Sanders’ trip to Alabama comes as roughly 6,000 Amazon workers vote on whether or not to form a union, which would be the first at the company. The vote closes on March 29 and votes will be tallied on March 30.

Amazon has staunchly opposed the formation of a union, arguing that it would only cost workers more money in dues and provide benefits Amazon already gives them.
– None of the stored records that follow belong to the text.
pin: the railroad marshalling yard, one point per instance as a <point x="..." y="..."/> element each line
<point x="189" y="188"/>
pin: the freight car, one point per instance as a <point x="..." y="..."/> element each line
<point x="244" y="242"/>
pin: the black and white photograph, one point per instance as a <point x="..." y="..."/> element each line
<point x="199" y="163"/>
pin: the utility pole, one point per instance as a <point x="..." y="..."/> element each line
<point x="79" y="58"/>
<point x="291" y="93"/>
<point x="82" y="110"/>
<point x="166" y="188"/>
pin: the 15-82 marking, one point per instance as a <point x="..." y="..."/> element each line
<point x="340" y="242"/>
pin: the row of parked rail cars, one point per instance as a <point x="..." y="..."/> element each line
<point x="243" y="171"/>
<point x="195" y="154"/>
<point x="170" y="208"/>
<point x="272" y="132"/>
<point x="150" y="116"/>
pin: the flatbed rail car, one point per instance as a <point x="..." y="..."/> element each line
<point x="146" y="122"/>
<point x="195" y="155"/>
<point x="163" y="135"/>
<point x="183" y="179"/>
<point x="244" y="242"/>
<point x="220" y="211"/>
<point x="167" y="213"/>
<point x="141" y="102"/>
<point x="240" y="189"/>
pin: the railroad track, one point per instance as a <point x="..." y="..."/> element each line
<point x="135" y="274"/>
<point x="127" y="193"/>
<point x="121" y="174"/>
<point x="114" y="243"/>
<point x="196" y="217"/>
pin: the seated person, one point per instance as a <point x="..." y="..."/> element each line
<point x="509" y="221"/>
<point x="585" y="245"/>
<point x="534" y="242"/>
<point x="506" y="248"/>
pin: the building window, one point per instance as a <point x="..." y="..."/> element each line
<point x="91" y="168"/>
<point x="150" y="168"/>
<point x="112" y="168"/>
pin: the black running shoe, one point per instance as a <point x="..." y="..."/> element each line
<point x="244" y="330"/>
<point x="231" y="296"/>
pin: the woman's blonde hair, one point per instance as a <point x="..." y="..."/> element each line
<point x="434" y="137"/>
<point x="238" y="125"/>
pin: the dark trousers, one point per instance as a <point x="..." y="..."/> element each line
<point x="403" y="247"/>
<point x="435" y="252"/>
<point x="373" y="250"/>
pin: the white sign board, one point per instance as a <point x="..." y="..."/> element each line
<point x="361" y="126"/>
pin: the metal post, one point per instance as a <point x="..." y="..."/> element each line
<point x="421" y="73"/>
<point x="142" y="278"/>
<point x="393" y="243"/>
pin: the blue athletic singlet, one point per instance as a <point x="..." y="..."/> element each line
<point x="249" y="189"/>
The company has aggressively pushed employees to vote against unionizing. Employees told Insider that Amazon had started handing out “vote no” pins and hosting frequent informational meetings about unions in addition to airing anti-union ads on Twitch and placing signs in bathrooms.

Sanders has been an outspoken critic of Amazon CEO Jeff Bezos over his $184 billion fortune, and has come out in support of the Alabama employees’ unionization efforts.